Craving sugary foods can indicate that you are lacking certain nutrients, such as chromium (found in grapes, broccoli and dried beans), phosphorus (found in nuts, fish and eggs), carbon (found in fresh fruit) and tryphtophan (found in cheese, sweet potato and spinach).
The science behind it all: The hormone leptin.
It is believed that leptin is a sweet-sensing modulator (suppressor) and therefore contributes to the process that regulates your food intake. It is likely that either a lack of leptin, or your body’s failure to respond to the hormone due to defects in your leptin receptors, contributes to the sweet cravings that affect so many people.
Studies show that animals and humans with low leptin levels (or with defective leptin receptors) tend to become obese. Leptin (a hormone produced by your fat cells) is directly involved in weight regulation by signaling your brain when your fat cells are full, instructing your body to reduce hunger and reduce fat storage. Low leptin levels also diminish your feelings of satiety, leading to continued intake of sweet foods.
If you eat a diet that is high in sugar (and processed carbs), that sugar is stored as fat, which in turn releases surges in leptin. Over time, if your body is exposed to too much leptin, it will become resistant to it (just as your body can become resistant to insulin).
When you become leptin-resistant, your body can no longer “hear” the messages telling it to stop eating, burn fat and maintain sensitivity to sweet tastes.
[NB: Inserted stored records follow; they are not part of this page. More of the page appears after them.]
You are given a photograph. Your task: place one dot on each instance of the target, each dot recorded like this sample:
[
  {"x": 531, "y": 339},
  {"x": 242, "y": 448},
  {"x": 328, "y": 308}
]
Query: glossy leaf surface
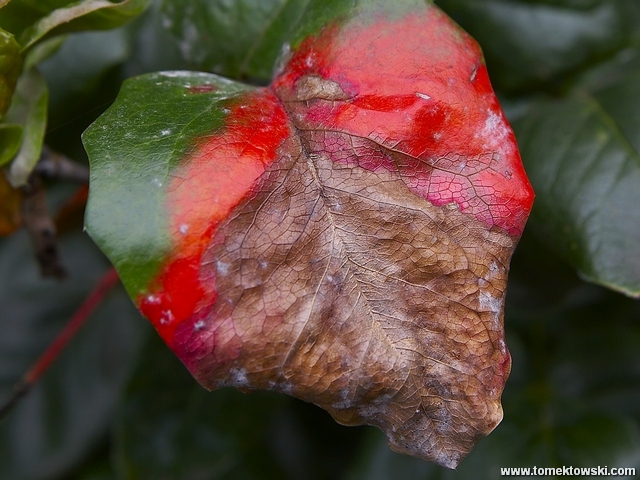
[
  {"x": 33, "y": 20},
  {"x": 29, "y": 111},
  {"x": 10, "y": 63},
  {"x": 342, "y": 236}
]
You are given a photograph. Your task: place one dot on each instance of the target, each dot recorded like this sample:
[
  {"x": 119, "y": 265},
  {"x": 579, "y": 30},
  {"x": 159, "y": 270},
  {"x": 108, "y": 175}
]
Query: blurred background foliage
[{"x": 118, "y": 405}]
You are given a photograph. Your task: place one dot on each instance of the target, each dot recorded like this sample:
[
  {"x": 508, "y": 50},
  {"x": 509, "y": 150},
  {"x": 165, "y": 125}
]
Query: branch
[
  {"x": 41, "y": 229},
  {"x": 106, "y": 283},
  {"x": 55, "y": 166}
]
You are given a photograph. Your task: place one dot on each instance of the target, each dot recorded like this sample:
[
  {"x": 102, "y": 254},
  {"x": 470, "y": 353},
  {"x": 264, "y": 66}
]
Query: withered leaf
[{"x": 342, "y": 236}]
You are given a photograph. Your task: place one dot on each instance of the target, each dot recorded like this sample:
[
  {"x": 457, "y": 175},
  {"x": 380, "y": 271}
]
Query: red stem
[{"x": 106, "y": 283}]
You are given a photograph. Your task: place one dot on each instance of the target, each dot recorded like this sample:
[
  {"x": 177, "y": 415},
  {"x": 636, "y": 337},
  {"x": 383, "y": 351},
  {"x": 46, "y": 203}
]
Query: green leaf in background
[
  {"x": 10, "y": 63},
  {"x": 532, "y": 43},
  {"x": 67, "y": 414},
  {"x": 153, "y": 122},
  {"x": 10, "y": 141},
  {"x": 29, "y": 110},
  {"x": 582, "y": 154},
  {"x": 37, "y": 19},
  {"x": 171, "y": 428}
]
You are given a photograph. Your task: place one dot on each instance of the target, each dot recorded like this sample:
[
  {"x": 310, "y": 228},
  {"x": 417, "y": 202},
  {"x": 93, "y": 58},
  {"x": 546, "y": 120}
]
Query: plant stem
[{"x": 106, "y": 283}]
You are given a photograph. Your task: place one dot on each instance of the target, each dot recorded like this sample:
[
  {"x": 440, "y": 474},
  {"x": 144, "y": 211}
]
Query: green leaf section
[
  {"x": 10, "y": 63},
  {"x": 582, "y": 154},
  {"x": 244, "y": 39},
  {"x": 10, "y": 141},
  {"x": 67, "y": 413},
  {"x": 29, "y": 113},
  {"x": 156, "y": 119},
  {"x": 33, "y": 20}
]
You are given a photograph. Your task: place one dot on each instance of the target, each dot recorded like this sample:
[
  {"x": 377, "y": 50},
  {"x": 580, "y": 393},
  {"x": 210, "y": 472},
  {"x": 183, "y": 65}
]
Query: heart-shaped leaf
[{"x": 342, "y": 236}]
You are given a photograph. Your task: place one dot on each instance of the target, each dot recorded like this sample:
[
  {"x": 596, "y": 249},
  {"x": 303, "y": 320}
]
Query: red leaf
[{"x": 346, "y": 237}]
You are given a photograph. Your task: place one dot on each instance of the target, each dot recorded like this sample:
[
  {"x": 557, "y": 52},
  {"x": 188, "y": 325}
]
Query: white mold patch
[
  {"x": 238, "y": 378},
  {"x": 167, "y": 317},
  {"x": 199, "y": 325}
]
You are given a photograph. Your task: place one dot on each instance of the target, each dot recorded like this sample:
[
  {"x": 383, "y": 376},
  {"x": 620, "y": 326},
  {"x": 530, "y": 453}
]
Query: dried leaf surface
[{"x": 342, "y": 236}]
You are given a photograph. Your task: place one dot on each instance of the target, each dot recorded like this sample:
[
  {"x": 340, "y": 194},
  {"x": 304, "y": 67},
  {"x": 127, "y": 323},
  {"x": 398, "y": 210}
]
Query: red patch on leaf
[
  {"x": 427, "y": 96},
  {"x": 213, "y": 179}
]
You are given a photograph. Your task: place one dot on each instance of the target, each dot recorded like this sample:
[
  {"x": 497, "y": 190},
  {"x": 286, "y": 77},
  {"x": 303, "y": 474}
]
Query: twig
[
  {"x": 42, "y": 230},
  {"x": 55, "y": 166},
  {"x": 107, "y": 282}
]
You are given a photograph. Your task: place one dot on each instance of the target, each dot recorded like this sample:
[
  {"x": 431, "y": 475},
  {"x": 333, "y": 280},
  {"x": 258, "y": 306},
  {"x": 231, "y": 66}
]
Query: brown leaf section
[{"x": 363, "y": 298}]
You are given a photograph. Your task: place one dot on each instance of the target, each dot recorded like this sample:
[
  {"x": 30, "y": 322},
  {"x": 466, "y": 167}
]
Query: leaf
[
  {"x": 572, "y": 398},
  {"x": 29, "y": 110},
  {"x": 10, "y": 63},
  {"x": 237, "y": 39},
  {"x": 35, "y": 20},
  {"x": 583, "y": 156},
  {"x": 342, "y": 236},
  {"x": 10, "y": 141}
]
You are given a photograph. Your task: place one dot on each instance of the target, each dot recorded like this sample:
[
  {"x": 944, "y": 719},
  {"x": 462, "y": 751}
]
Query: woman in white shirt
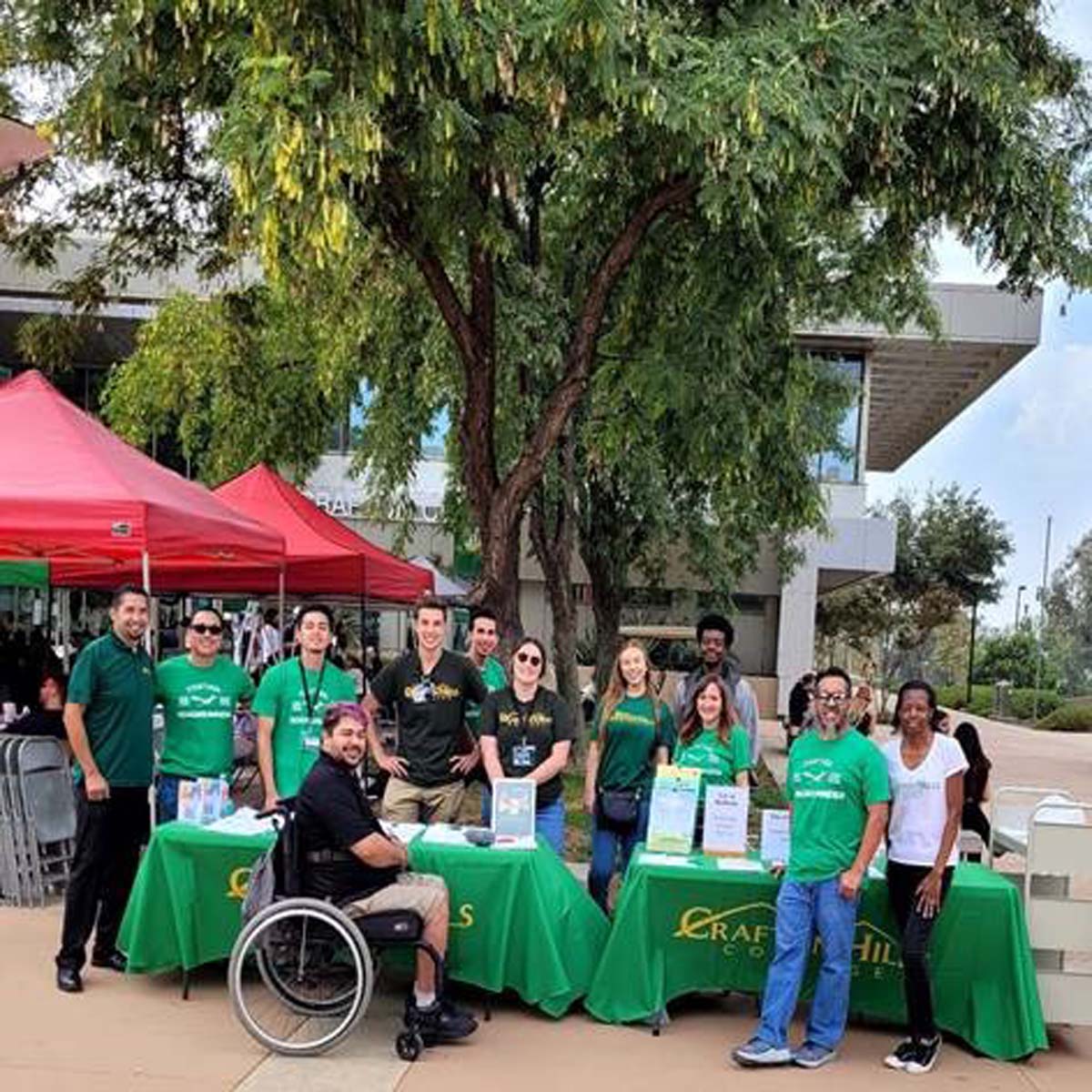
[{"x": 926, "y": 771}]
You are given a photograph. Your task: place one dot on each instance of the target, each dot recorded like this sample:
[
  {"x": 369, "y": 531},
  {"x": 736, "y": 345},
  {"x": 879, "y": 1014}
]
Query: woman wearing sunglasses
[
  {"x": 527, "y": 732},
  {"x": 199, "y": 693}
]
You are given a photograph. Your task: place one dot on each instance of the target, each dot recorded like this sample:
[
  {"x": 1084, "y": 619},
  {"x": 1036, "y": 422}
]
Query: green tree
[
  {"x": 506, "y": 169},
  {"x": 949, "y": 551},
  {"x": 1067, "y": 636},
  {"x": 1013, "y": 656}
]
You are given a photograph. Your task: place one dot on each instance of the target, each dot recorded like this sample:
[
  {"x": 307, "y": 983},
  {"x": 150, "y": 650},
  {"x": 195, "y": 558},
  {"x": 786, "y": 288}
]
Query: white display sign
[
  {"x": 775, "y": 839},
  {"x": 513, "y": 808},
  {"x": 725, "y": 828}
]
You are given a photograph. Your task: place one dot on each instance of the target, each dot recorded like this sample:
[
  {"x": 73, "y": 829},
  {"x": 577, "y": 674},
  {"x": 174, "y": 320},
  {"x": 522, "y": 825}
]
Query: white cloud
[{"x": 1055, "y": 410}]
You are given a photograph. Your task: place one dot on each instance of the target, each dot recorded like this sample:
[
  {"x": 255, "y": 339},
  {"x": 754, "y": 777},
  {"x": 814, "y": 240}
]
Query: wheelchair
[{"x": 303, "y": 971}]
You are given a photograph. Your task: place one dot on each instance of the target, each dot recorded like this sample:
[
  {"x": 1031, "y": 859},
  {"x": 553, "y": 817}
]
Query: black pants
[
  {"x": 915, "y": 929},
  {"x": 975, "y": 819},
  {"x": 108, "y": 836}
]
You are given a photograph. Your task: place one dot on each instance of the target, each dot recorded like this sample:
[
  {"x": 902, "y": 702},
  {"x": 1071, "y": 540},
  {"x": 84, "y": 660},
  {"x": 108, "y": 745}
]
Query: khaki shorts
[
  {"x": 420, "y": 891},
  {"x": 407, "y": 803}
]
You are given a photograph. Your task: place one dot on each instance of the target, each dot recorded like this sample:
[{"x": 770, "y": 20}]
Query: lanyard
[{"x": 310, "y": 703}]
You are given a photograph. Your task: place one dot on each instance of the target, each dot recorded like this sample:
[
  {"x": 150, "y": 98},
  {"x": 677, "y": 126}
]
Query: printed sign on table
[
  {"x": 674, "y": 809},
  {"x": 725, "y": 827}
]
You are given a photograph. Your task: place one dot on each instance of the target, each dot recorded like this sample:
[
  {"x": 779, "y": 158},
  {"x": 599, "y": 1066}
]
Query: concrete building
[{"x": 910, "y": 387}]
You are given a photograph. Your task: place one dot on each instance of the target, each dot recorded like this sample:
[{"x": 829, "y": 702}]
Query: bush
[
  {"x": 1021, "y": 702},
  {"x": 1076, "y": 716}
]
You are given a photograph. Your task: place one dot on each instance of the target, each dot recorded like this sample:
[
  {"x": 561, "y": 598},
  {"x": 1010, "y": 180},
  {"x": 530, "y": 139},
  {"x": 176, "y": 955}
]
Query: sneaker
[
  {"x": 441, "y": 1022},
  {"x": 902, "y": 1054},
  {"x": 925, "y": 1057},
  {"x": 812, "y": 1055},
  {"x": 757, "y": 1052}
]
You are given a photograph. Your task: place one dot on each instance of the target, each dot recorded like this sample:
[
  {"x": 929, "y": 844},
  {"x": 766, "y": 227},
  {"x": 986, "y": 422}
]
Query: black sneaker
[
  {"x": 902, "y": 1054},
  {"x": 925, "y": 1057},
  {"x": 441, "y": 1022}
]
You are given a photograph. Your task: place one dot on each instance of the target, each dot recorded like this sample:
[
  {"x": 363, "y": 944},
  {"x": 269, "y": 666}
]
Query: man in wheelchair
[{"x": 347, "y": 857}]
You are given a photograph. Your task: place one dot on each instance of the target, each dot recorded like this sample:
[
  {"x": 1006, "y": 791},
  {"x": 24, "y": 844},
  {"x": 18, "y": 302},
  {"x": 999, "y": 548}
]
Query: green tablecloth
[
  {"x": 681, "y": 929},
  {"x": 519, "y": 920}
]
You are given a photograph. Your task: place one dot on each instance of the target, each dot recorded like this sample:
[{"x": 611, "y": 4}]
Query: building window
[{"x": 836, "y": 465}]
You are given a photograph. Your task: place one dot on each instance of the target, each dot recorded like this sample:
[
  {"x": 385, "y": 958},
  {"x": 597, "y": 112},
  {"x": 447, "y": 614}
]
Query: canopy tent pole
[
  {"x": 279, "y": 612},
  {"x": 147, "y": 578}
]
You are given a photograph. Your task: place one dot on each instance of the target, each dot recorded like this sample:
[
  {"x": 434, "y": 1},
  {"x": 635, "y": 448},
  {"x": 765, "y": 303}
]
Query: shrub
[{"x": 1076, "y": 716}]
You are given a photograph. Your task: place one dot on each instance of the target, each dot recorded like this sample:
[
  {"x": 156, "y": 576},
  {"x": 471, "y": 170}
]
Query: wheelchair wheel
[
  {"x": 409, "y": 1046},
  {"x": 300, "y": 976}
]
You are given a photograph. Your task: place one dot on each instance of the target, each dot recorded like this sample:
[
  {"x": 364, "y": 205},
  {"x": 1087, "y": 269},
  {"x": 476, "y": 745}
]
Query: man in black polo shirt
[
  {"x": 347, "y": 855},
  {"x": 108, "y": 721},
  {"x": 430, "y": 689}
]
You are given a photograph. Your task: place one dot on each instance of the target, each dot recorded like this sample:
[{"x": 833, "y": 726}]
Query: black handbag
[{"x": 618, "y": 807}]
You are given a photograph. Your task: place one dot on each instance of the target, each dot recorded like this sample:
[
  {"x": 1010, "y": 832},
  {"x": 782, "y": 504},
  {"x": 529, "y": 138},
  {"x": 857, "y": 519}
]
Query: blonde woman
[{"x": 632, "y": 733}]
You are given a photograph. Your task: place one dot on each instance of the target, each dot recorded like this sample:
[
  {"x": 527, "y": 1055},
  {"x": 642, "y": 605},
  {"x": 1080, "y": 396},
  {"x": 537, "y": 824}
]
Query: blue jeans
[
  {"x": 612, "y": 849},
  {"x": 550, "y": 820},
  {"x": 805, "y": 910}
]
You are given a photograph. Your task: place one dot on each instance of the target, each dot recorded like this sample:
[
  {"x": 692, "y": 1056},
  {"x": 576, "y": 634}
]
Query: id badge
[{"x": 523, "y": 756}]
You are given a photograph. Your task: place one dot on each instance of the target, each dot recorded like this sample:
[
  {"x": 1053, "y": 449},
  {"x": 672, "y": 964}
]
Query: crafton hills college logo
[{"x": 747, "y": 933}]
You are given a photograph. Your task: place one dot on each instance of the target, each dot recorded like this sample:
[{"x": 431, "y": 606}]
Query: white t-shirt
[{"x": 918, "y": 801}]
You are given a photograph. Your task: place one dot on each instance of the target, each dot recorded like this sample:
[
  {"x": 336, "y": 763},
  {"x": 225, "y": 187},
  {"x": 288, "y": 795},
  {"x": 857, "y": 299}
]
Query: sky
[{"x": 1026, "y": 443}]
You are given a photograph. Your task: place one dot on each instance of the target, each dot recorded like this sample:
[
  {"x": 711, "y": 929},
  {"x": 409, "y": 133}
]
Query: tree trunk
[{"x": 552, "y": 539}]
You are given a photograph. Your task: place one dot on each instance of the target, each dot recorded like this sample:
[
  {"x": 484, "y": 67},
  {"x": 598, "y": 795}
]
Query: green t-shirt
[
  {"x": 830, "y": 785},
  {"x": 114, "y": 683},
  {"x": 199, "y": 705},
  {"x": 636, "y": 730},
  {"x": 494, "y": 677},
  {"x": 298, "y": 729},
  {"x": 719, "y": 763}
]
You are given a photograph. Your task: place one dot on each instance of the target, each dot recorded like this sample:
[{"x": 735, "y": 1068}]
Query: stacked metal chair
[{"x": 37, "y": 819}]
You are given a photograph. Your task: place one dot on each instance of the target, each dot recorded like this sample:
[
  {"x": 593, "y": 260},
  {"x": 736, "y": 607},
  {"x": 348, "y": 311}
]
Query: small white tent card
[
  {"x": 513, "y": 808},
  {"x": 725, "y": 828},
  {"x": 674, "y": 809},
  {"x": 774, "y": 845}
]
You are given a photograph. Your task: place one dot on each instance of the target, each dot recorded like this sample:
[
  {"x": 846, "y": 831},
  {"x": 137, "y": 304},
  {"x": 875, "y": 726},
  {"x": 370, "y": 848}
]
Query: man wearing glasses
[
  {"x": 200, "y": 693},
  {"x": 838, "y": 790},
  {"x": 430, "y": 689}
]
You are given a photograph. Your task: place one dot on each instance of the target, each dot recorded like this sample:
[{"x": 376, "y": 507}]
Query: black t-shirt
[
  {"x": 42, "y": 722},
  {"x": 525, "y": 734},
  {"x": 333, "y": 814},
  {"x": 430, "y": 711}
]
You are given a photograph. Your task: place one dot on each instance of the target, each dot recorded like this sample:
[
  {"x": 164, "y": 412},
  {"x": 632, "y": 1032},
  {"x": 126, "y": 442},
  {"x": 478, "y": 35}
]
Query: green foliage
[
  {"x": 1014, "y": 656},
  {"x": 949, "y": 551},
  {"x": 1068, "y": 631},
  {"x": 1076, "y": 716},
  {"x": 1020, "y": 703}
]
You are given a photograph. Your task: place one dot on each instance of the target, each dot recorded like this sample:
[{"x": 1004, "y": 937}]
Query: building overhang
[{"x": 916, "y": 383}]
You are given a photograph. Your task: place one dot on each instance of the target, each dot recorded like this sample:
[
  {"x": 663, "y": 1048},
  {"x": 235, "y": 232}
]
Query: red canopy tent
[
  {"x": 322, "y": 556},
  {"x": 74, "y": 492}
]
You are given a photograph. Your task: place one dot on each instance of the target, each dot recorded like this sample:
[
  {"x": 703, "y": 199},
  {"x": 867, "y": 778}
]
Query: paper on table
[
  {"x": 738, "y": 865},
  {"x": 244, "y": 822},
  {"x": 665, "y": 858},
  {"x": 442, "y": 834},
  {"x": 405, "y": 833},
  {"x": 524, "y": 842}
]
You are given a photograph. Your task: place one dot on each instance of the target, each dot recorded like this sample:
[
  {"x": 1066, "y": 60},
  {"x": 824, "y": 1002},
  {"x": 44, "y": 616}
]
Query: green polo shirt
[
  {"x": 115, "y": 685},
  {"x": 283, "y": 696}
]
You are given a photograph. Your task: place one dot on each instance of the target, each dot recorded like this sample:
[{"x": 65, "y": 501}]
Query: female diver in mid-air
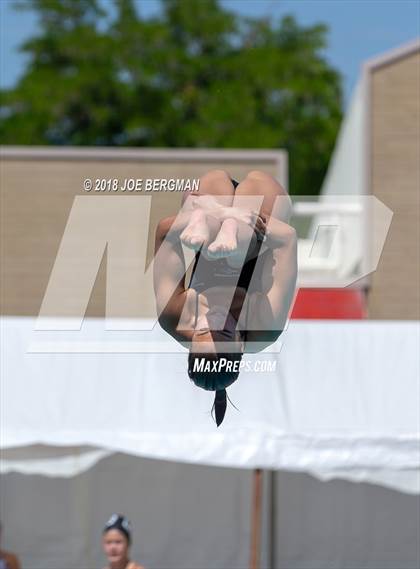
[{"x": 243, "y": 280}]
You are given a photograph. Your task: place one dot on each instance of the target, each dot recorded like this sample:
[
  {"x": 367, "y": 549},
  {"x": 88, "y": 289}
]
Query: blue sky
[{"x": 359, "y": 29}]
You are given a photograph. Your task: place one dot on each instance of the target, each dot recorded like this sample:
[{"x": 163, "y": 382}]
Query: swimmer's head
[{"x": 116, "y": 539}]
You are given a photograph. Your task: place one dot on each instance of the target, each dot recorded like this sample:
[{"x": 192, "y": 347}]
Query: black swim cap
[{"x": 120, "y": 523}]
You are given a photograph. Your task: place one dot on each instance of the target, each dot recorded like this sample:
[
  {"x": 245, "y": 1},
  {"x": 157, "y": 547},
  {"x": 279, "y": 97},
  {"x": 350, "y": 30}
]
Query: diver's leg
[{"x": 258, "y": 192}]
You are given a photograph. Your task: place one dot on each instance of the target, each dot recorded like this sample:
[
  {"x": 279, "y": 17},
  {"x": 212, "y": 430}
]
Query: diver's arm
[
  {"x": 168, "y": 274},
  {"x": 270, "y": 308}
]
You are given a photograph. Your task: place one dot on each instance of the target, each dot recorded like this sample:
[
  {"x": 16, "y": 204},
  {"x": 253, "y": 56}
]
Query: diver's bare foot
[
  {"x": 196, "y": 233},
  {"x": 225, "y": 243}
]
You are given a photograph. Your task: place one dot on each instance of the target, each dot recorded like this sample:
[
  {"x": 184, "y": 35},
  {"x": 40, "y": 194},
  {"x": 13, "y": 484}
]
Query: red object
[{"x": 330, "y": 303}]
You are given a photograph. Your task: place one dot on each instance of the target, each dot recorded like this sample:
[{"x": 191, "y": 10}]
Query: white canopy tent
[{"x": 316, "y": 414}]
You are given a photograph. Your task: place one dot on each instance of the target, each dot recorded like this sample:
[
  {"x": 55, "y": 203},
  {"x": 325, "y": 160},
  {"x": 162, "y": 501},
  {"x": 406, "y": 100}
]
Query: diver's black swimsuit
[{"x": 207, "y": 274}]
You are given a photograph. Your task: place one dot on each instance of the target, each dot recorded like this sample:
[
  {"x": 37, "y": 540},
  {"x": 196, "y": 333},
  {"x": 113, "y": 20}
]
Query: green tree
[{"x": 196, "y": 75}]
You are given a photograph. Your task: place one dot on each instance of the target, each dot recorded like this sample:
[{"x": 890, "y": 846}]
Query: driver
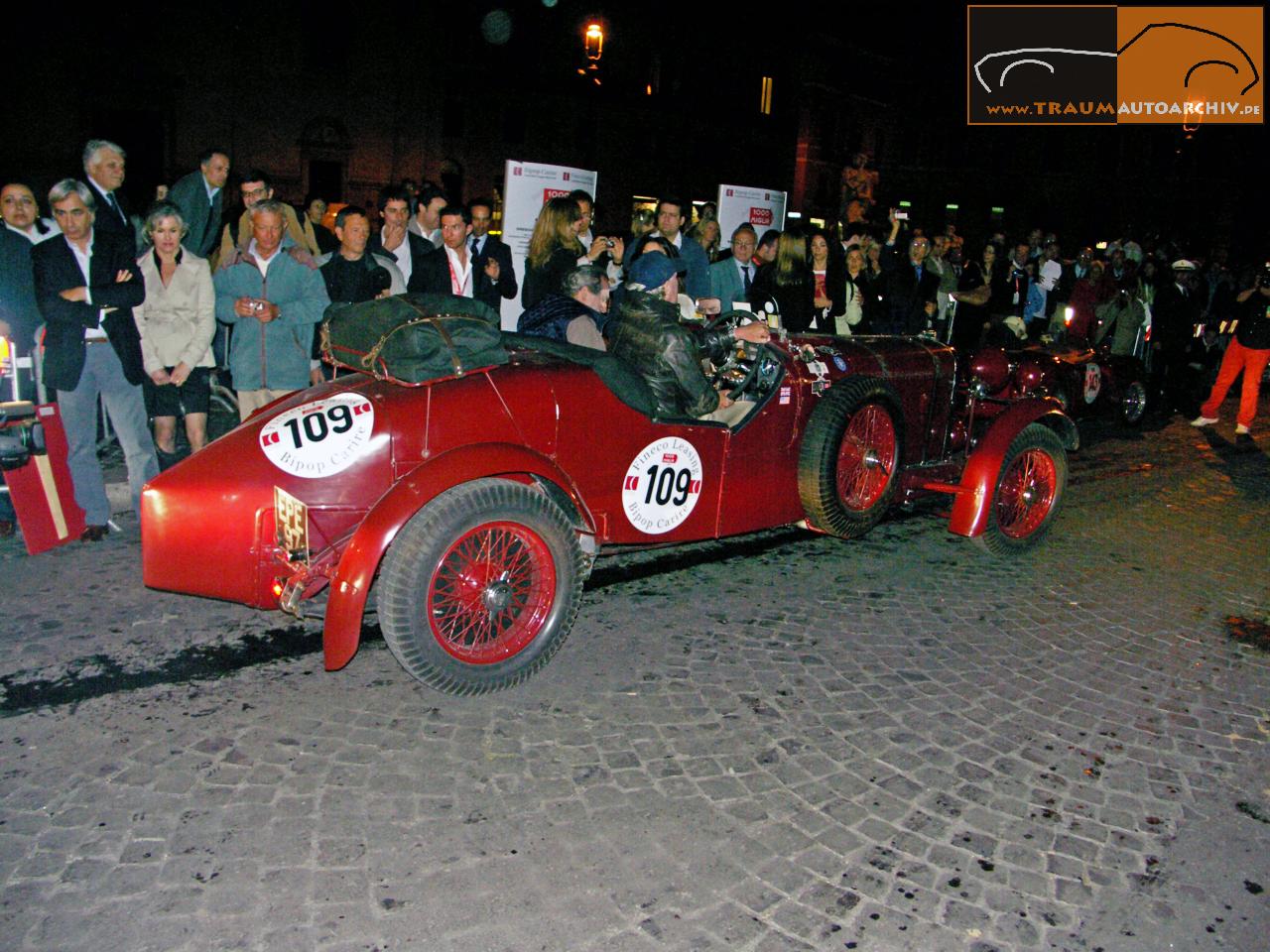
[{"x": 647, "y": 333}]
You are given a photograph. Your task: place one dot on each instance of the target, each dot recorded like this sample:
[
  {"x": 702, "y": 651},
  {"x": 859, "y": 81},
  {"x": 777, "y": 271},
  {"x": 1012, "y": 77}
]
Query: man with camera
[
  {"x": 492, "y": 284},
  {"x": 272, "y": 294},
  {"x": 1248, "y": 352}
]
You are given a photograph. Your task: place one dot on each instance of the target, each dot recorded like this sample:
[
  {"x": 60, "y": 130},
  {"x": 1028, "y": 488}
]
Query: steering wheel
[
  {"x": 762, "y": 357},
  {"x": 731, "y": 318}
]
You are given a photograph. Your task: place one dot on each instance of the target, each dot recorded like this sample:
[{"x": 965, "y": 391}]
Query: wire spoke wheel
[
  {"x": 480, "y": 587},
  {"x": 866, "y": 457},
  {"x": 1029, "y": 489},
  {"x": 1026, "y": 494},
  {"x": 849, "y": 458},
  {"x": 1133, "y": 404},
  {"x": 490, "y": 593}
]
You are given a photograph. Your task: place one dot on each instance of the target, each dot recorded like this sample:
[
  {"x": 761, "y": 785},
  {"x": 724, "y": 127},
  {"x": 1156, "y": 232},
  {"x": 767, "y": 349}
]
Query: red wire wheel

This causes you to remain hungry, crave sweets and your body stores more fat.
As Dr. Mehmet Oz told ABC News:
“Sugar acts directly in the brain to inhibit the effect of leptin and increased appetite so you never feel full. So then you keep eating, and you become leptin-resistant … What you need to do is break the addiction by detoxing the liver, which has stopped metabolizing fat properly. Sugar consumption causes fat to build up in liver cells, which decreases the liver’s ability to metabolize fats and sugars and detoxify your body.”
Dr. Oz actually recommends replacing grains with broccoli or cauliflower for one week, along with eating garlic, chives and leeks, as the fist step to beating a fat and sugar addiction by way of detoxing your liver.
I recommend completely giving up the white stuff – white sugar, white flour and processed carbs. And of couse – NO High Fructose Corn Syrup or artificial sweeteners. Choose a healthy diet that is nutrient dense – getting as many nutrients per calorie as possible. Eat a wide variety of organic, fresh fruits and vegetables, raw nuts/seeds, beans/legumes. Coming off of sugar can be challenging for many people, but after a few days you will be amazed at how good you feel!